Direct Connect attachment

  • Actually attaches a Direct Connect Gateway (DXGW) which fronts the DX link
  • BGP carries customer prefixes into TGW

Connect attachments

  • A GRE-over-VPC tunnel from a third-party appliance (SD-WAN, NVA) to TGW
  • BGP inside the GRE for dynamic routing
  • Used when you’re running Cisco/Aviatrix/Palo Alto/etc. in a transit VPC

TGW peering

  • Inter-region, inter-account — stitch regions together

Sharing across accounts (RAM)

A TGW is an account-local resource, but via AWS RAM (Resource Access Manager) it can be shared with other accounts in the same Organization. Attach their VPCs, they see no TGW config — just a route target. This is how you build a centralised network account with spoke accounts attaching their VPCs.

Split of concerns:

  • Network account: owns TGW, DX, VPN, route tables
  • Workload accounts: own VPCs, attach to shared TGW via RAM

Inspection and appliance insertion

Put a firewall/NVA in a dedicated “inspection VPC” and force traffic through it using appliance-mode attachments. Appliance mode pins flows to a single ENI (prevents asymmetric routing across AZs inside the inspection VPC) so stateful appliances see both directions of every flow.

The pattern:

Spoke VPC → TGW → Inspection VPC (firewall) → TGW → other spoke

TGW route tables hairpin through the inspection VPC via route-table tricks.

Cost model

TGW is not free.
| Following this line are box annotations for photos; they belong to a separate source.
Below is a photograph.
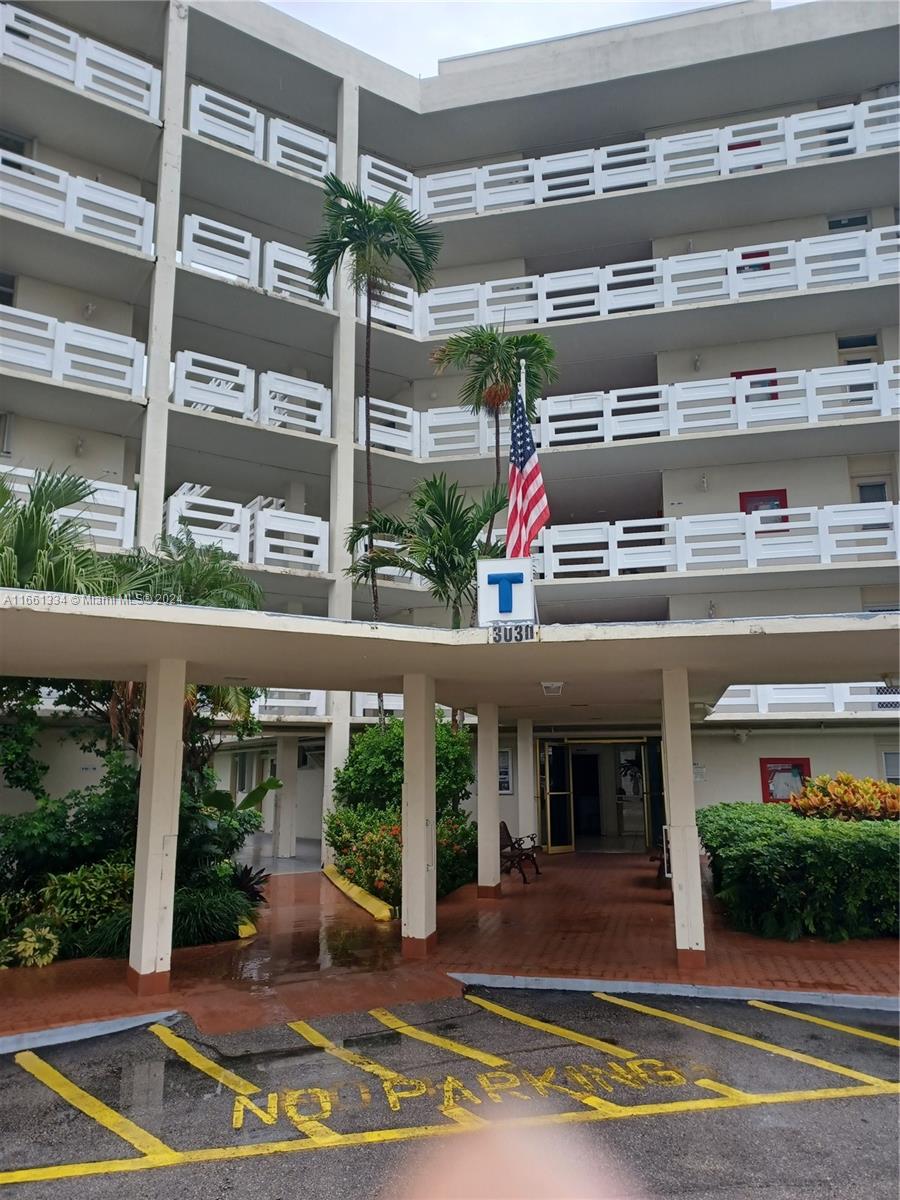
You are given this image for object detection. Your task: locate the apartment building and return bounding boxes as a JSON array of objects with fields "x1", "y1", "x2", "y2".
[{"x1": 0, "y1": 0, "x2": 900, "y2": 854}]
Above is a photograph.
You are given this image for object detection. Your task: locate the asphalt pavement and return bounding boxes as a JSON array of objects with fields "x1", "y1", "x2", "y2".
[{"x1": 0, "y1": 989, "x2": 900, "y2": 1200}]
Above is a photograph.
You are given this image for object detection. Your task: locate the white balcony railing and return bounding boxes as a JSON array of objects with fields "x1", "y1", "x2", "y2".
[
  {"x1": 172, "y1": 350, "x2": 331, "y2": 437},
  {"x1": 0, "y1": 307, "x2": 144, "y2": 396},
  {"x1": 187, "y1": 84, "x2": 335, "y2": 180},
  {"x1": 0, "y1": 4, "x2": 161, "y2": 120},
  {"x1": 360, "y1": 96, "x2": 900, "y2": 217},
  {"x1": 535, "y1": 504, "x2": 900, "y2": 582},
  {"x1": 181, "y1": 214, "x2": 331, "y2": 308},
  {"x1": 0, "y1": 467, "x2": 137, "y2": 550},
  {"x1": 252, "y1": 688, "x2": 328, "y2": 721},
  {"x1": 0, "y1": 150, "x2": 154, "y2": 254},
  {"x1": 166, "y1": 484, "x2": 328, "y2": 571},
  {"x1": 356, "y1": 360, "x2": 900, "y2": 460},
  {"x1": 707, "y1": 683, "x2": 900, "y2": 721},
  {"x1": 372, "y1": 226, "x2": 900, "y2": 338}
]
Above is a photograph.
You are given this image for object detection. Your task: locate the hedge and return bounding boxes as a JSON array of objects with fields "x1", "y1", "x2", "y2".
[{"x1": 697, "y1": 804, "x2": 900, "y2": 942}]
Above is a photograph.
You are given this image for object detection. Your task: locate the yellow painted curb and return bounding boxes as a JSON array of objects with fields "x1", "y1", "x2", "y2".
[{"x1": 322, "y1": 864, "x2": 394, "y2": 920}]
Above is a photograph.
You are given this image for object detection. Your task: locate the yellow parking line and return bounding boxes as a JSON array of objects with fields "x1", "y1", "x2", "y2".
[
  {"x1": 149, "y1": 1025, "x2": 259, "y2": 1096},
  {"x1": 748, "y1": 1000, "x2": 900, "y2": 1046},
  {"x1": 0, "y1": 1084, "x2": 898, "y2": 1186},
  {"x1": 466, "y1": 995, "x2": 637, "y2": 1058},
  {"x1": 288, "y1": 1021, "x2": 406, "y2": 1084},
  {"x1": 16, "y1": 1050, "x2": 173, "y2": 1154},
  {"x1": 594, "y1": 991, "x2": 890, "y2": 1086},
  {"x1": 368, "y1": 1008, "x2": 509, "y2": 1067}
]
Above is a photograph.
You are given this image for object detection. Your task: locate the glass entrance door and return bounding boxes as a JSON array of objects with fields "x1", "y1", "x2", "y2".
[{"x1": 538, "y1": 742, "x2": 575, "y2": 854}]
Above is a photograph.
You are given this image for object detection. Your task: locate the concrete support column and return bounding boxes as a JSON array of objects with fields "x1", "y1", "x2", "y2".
[
  {"x1": 328, "y1": 79, "x2": 359, "y2": 620},
  {"x1": 322, "y1": 691, "x2": 350, "y2": 865},
  {"x1": 516, "y1": 716, "x2": 540, "y2": 838},
  {"x1": 127, "y1": 659, "x2": 185, "y2": 996},
  {"x1": 322, "y1": 79, "x2": 359, "y2": 863},
  {"x1": 401, "y1": 674, "x2": 438, "y2": 959},
  {"x1": 478, "y1": 704, "x2": 500, "y2": 900},
  {"x1": 137, "y1": 4, "x2": 187, "y2": 550},
  {"x1": 662, "y1": 667, "x2": 706, "y2": 966},
  {"x1": 272, "y1": 738, "x2": 300, "y2": 858}
]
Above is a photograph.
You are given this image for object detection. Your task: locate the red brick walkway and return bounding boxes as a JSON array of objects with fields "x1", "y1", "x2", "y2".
[{"x1": 0, "y1": 854, "x2": 898, "y2": 1036}]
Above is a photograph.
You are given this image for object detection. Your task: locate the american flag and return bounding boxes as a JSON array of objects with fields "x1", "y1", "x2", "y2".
[{"x1": 506, "y1": 386, "x2": 550, "y2": 558}]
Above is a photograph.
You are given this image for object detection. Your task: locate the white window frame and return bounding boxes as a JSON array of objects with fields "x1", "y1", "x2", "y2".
[{"x1": 497, "y1": 748, "x2": 515, "y2": 796}]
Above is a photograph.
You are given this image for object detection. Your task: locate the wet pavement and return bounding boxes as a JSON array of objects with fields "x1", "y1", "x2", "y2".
[
  {"x1": 0, "y1": 854, "x2": 898, "y2": 1037},
  {"x1": 0, "y1": 989, "x2": 900, "y2": 1200}
]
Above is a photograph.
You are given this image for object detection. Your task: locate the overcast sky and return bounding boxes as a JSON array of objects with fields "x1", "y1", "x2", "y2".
[{"x1": 266, "y1": 0, "x2": 816, "y2": 76}]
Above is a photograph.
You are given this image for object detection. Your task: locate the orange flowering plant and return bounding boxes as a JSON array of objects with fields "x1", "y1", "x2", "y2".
[
  {"x1": 788, "y1": 770, "x2": 900, "y2": 821},
  {"x1": 325, "y1": 805, "x2": 478, "y2": 907}
]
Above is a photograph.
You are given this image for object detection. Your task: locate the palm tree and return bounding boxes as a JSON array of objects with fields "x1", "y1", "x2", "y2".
[
  {"x1": 119, "y1": 529, "x2": 263, "y2": 610},
  {"x1": 310, "y1": 175, "x2": 443, "y2": 619},
  {"x1": 347, "y1": 474, "x2": 506, "y2": 629},
  {"x1": 431, "y1": 325, "x2": 557, "y2": 541},
  {"x1": 0, "y1": 472, "x2": 144, "y2": 595}
]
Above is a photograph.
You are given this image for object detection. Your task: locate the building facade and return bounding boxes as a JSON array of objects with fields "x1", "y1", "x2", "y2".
[{"x1": 0, "y1": 0, "x2": 900, "y2": 854}]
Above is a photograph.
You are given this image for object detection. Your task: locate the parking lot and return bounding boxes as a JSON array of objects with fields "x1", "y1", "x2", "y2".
[{"x1": 0, "y1": 990, "x2": 900, "y2": 1200}]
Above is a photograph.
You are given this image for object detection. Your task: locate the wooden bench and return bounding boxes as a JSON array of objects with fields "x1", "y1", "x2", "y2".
[{"x1": 500, "y1": 821, "x2": 541, "y2": 883}]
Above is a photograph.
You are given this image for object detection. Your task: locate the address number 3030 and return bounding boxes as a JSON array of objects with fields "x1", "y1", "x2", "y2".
[{"x1": 487, "y1": 620, "x2": 534, "y2": 643}]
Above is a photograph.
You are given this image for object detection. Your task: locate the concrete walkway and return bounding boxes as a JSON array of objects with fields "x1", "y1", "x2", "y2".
[{"x1": 0, "y1": 854, "x2": 898, "y2": 1036}]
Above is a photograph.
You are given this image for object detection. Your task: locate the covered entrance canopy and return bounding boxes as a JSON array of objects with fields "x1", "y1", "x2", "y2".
[{"x1": 0, "y1": 590, "x2": 896, "y2": 991}]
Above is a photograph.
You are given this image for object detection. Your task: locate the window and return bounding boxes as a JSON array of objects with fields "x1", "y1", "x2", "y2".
[
  {"x1": 731, "y1": 367, "x2": 778, "y2": 404},
  {"x1": 760, "y1": 758, "x2": 812, "y2": 804},
  {"x1": 828, "y1": 212, "x2": 871, "y2": 233},
  {"x1": 857, "y1": 479, "x2": 888, "y2": 504},
  {"x1": 838, "y1": 334, "x2": 883, "y2": 367},
  {"x1": 738, "y1": 250, "x2": 772, "y2": 275},
  {"x1": 497, "y1": 750, "x2": 512, "y2": 796},
  {"x1": 738, "y1": 487, "x2": 787, "y2": 512},
  {"x1": 0, "y1": 130, "x2": 31, "y2": 156}
]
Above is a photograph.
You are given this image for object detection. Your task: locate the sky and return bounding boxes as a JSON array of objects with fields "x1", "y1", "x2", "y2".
[{"x1": 266, "y1": 0, "x2": 804, "y2": 76}]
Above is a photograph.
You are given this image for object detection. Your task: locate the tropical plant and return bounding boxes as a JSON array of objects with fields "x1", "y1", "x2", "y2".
[
  {"x1": 0, "y1": 472, "x2": 145, "y2": 595},
  {"x1": 310, "y1": 175, "x2": 443, "y2": 633},
  {"x1": 347, "y1": 474, "x2": 506, "y2": 629},
  {"x1": 334, "y1": 718, "x2": 475, "y2": 815},
  {"x1": 788, "y1": 770, "x2": 900, "y2": 821},
  {"x1": 115, "y1": 529, "x2": 263, "y2": 610},
  {"x1": 697, "y1": 803, "x2": 900, "y2": 941},
  {"x1": 325, "y1": 805, "x2": 478, "y2": 907},
  {"x1": 431, "y1": 325, "x2": 557, "y2": 540}
]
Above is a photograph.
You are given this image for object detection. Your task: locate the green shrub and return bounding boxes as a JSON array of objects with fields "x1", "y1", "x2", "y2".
[
  {"x1": 334, "y1": 718, "x2": 475, "y2": 816},
  {"x1": 172, "y1": 886, "x2": 253, "y2": 947},
  {"x1": 788, "y1": 770, "x2": 900, "y2": 821},
  {"x1": 12, "y1": 923, "x2": 59, "y2": 967},
  {"x1": 697, "y1": 804, "x2": 900, "y2": 941},
  {"x1": 41, "y1": 863, "x2": 134, "y2": 929},
  {"x1": 325, "y1": 805, "x2": 478, "y2": 907}
]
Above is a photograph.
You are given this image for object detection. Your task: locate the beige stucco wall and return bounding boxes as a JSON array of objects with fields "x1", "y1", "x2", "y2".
[
  {"x1": 32, "y1": 142, "x2": 142, "y2": 196},
  {"x1": 16, "y1": 275, "x2": 133, "y2": 337},
  {"x1": 4, "y1": 417, "x2": 131, "y2": 484},
  {"x1": 662, "y1": 457, "x2": 856, "y2": 517},
  {"x1": 653, "y1": 207, "x2": 894, "y2": 258},
  {"x1": 0, "y1": 727, "x2": 103, "y2": 812},
  {"x1": 668, "y1": 587, "x2": 863, "y2": 620},
  {"x1": 656, "y1": 332, "x2": 838, "y2": 383},
  {"x1": 692, "y1": 730, "x2": 895, "y2": 809}
]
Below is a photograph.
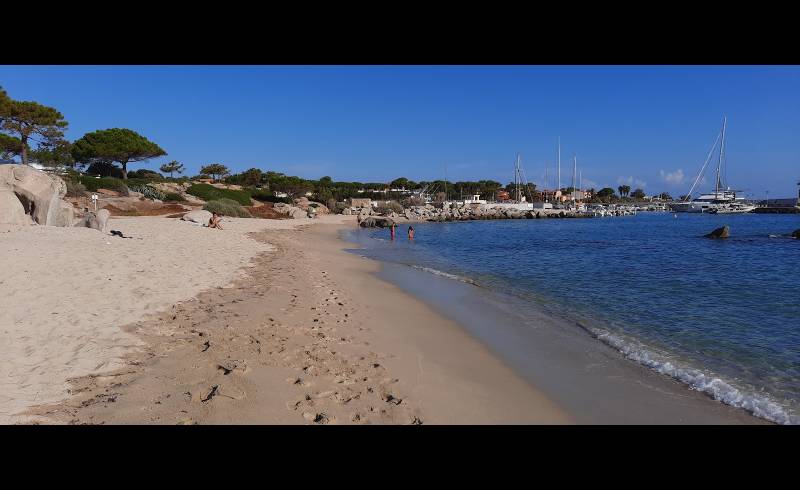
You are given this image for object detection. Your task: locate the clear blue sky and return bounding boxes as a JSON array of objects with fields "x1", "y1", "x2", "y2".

Two dimensions:

  1. Per-attachment-hour (VPC attachments are the typical multiplier — charged while attached)
  2. Per-GB of data processed through TGW

At scale, TGW data charges can become a noticeable line item. Traffic that stays within a VPC doesn’t traverse TGW and doesn’t count. The cost math sometimes favours VPC Peering for a small number of chatty VPCs.

Limits worth knowing

  • 5000 attachments per TGW
  • 10,000 routes per route table
  • 50 Gbps per attachment per AZ (aggregate can be higher with multiple AZs)
  • 5 TGWs per region per account (soft limit)

Common pitfalls

  1. Attachment-subnet chosen in the wrong AZ. Traffic destined to an AZ without an attachment crosses AZs inside TGW — surprise charges and latency.
  2. Overlapping CIDRs between VPCs. TGW won’t route to overlapping prefixes; each prefix must be globally unique within a route table.
  3. Forgot the VPC subnet route. TGW attaches cleanly, but VPC workloads still can’t reach remote prefixes because the subnet route table has no → tgw-xxxx entry.
  4. Asymmetric routing through inspection VPC when appliance-mode isn’t enabled.
  5. Security groups referencing by SG ID — SG-referencing doesn’t work across TGW; use CIDRs or prefix lists.
  6. Propagation vs. association confusion. If an attachment associates with RT-X but doesn’t propagate into RT-X, it can consume the RT but won’t be advertised as a destination — nobody can reach it.

Mental model for a network engineer

  • TGW ≈ MPLS PE in a service-provider core. Attachments are CE-facing circuits; TGW route tables are VRFs; RAM-sharing is a tenant’s circuit into the provider.
  • Association = which VRF is this attachment in. Propagation = which VRFs import this attachment’s routes.
  • Peering = inter-AS link between TGWs in different regions.
  • Connect = a stretched GRE/BGP session to integrate SD-WAN overlays.